Alexandra alerta sobre a exploração sofrida por mulheres negras, já que muitas vezes para uma mulher branca ir trabalhar, ela explora uma mulher negra ou várias para cuidar do seu lar e dos filhos. Em 1989, Kimberlé Crenshaw, teórica feminista e professora estadunidense especializada em questões de raça e gênero, trouxe o conceito de interseccionalidade: "Forma pela qual o racismo, o patriarcalismo, a opressão de classe e outros sistemas discriminatórios criam desigualdades básicas que estruturam as posições relativas de mulheres, raças, etnias, classes".
Kátia Araújo, National Artist da MAC Cosmetics, também corrobora com a opinião que o recorte racial vai além da perspectiva de gênero. O racismo estrutural é o ponto de separação e da invisibilidade das dores das mulheres negras no feminismo. "Se traçarmos um paralelo entre mulheres não negras e mulheres negras, outras questões específicas atribuídas à racialização trarão uma realidade mais excludente e violenta à essa mulher negra", complementa Araújo.

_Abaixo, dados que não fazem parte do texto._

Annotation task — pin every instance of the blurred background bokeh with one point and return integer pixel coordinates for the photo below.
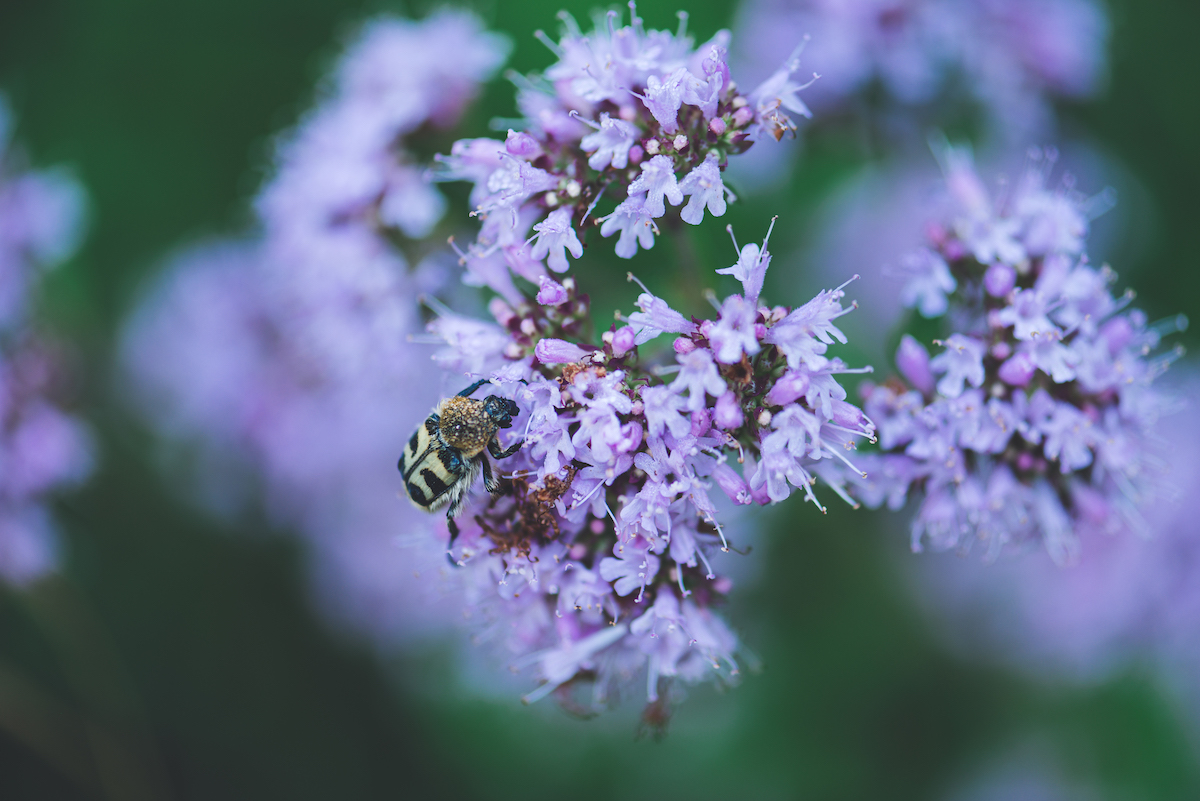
(180, 655)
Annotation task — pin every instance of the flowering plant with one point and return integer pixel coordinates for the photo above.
(1033, 421)
(593, 560)
(637, 115)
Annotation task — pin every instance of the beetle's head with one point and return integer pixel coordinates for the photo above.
(501, 410)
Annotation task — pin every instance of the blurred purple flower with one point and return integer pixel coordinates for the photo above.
(42, 449)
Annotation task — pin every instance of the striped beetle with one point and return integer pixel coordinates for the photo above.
(445, 453)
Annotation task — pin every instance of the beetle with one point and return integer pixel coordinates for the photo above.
(445, 453)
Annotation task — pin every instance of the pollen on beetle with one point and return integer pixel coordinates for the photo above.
(465, 425)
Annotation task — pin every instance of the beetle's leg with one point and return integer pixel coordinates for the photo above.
(493, 447)
(454, 535)
(471, 390)
(490, 481)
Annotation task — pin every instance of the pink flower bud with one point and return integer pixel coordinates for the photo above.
(732, 485)
(558, 351)
(1018, 371)
(912, 361)
(551, 293)
(684, 345)
(729, 411)
(790, 386)
(623, 341)
(521, 145)
(1000, 279)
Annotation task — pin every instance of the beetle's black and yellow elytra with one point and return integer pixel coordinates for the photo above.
(445, 453)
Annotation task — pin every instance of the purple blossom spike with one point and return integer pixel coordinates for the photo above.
(658, 181)
(1047, 397)
(43, 450)
(556, 236)
(961, 361)
(610, 144)
(636, 227)
(1003, 61)
(733, 333)
(705, 186)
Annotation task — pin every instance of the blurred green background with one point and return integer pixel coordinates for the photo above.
(177, 658)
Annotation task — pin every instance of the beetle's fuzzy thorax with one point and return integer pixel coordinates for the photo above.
(466, 426)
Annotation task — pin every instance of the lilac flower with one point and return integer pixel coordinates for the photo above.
(617, 98)
(635, 223)
(928, 281)
(697, 375)
(657, 318)
(1011, 59)
(556, 236)
(340, 167)
(1128, 601)
(751, 265)
(733, 332)
(286, 361)
(1049, 423)
(598, 555)
(961, 361)
(658, 181)
(705, 186)
(610, 143)
(42, 449)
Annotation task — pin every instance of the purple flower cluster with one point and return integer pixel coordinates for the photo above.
(1127, 598)
(593, 562)
(1032, 420)
(42, 449)
(1009, 55)
(640, 118)
(345, 180)
(287, 354)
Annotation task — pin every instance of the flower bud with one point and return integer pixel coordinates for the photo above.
(558, 351)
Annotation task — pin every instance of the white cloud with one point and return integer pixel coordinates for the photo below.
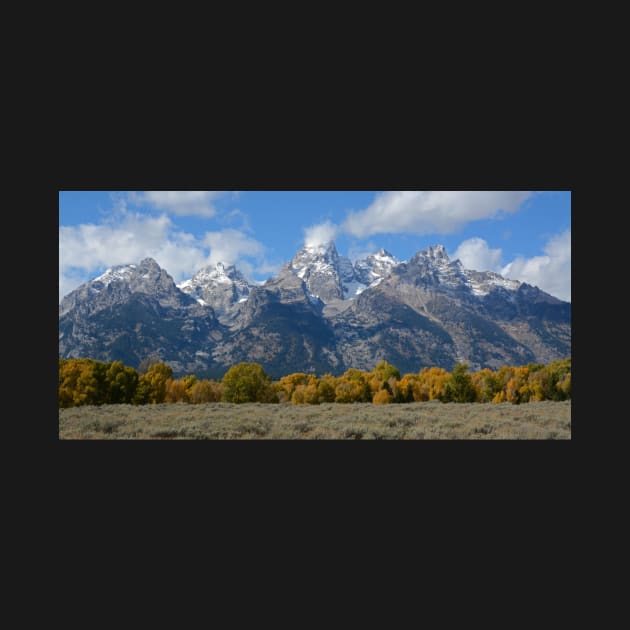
(85, 250)
(180, 202)
(430, 212)
(320, 234)
(229, 245)
(475, 253)
(551, 272)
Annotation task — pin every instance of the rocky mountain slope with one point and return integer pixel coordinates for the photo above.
(320, 313)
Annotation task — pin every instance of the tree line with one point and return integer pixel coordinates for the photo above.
(90, 382)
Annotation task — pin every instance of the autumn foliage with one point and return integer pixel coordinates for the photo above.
(89, 382)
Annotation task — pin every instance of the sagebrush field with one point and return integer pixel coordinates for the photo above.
(415, 421)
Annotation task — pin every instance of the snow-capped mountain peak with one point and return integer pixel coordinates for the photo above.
(221, 286)
(372, 269)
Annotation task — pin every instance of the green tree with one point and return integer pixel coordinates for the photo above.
(247, 382)
(459, 387)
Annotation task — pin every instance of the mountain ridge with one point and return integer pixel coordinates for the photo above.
(320, 313)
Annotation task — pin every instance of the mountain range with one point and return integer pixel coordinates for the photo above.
(320, 313)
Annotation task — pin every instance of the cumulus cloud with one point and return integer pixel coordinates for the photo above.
(180, 202)
(85, 250)
(475, 253)
(551, 272)
(229, 245)
(430, 212)
(320, 234)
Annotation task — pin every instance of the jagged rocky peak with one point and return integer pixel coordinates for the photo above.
(375, 267)
(221, 286)
(435, 254)
(323, 271)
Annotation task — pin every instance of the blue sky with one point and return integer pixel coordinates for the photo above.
(525, 235)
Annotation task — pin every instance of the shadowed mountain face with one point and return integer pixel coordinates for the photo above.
(319, 314)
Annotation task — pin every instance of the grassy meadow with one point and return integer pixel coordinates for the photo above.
(330, 421)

Outro ponto importante a ser observado é que mulheres negras sofrem mais assédio que mulheres brancas. Conforme levantamento divulgado pelo LinkedIn e pela Think Eva, as maiores vítimas de assédio sexual no País são as mulheres negras (52%). Na visão da psicóloga Larissa Ribeiro, esse número vem do processo de escravização, em que dezenas de mulheres escravizadas foram abusadas e a prática continuada, por exemplo, com empregadas domésticas. Ela ainda acrescentou sobre a "construção social das mulatas", remetendo a características sexuais.
O passado traz tristes consequências a vida das mulheres. A fundadora do Instituto do Protagonismo Feminino reflete sobre a temática de abuso sexual e traz à tona, em palavras, o histórico deste cenário ao citar os principais pontos abusivos com o público feminino: "a objetificação e hipersexualização do corpo da mulher negra que foi estuprado, abusado, explorado e escravizado por séculos".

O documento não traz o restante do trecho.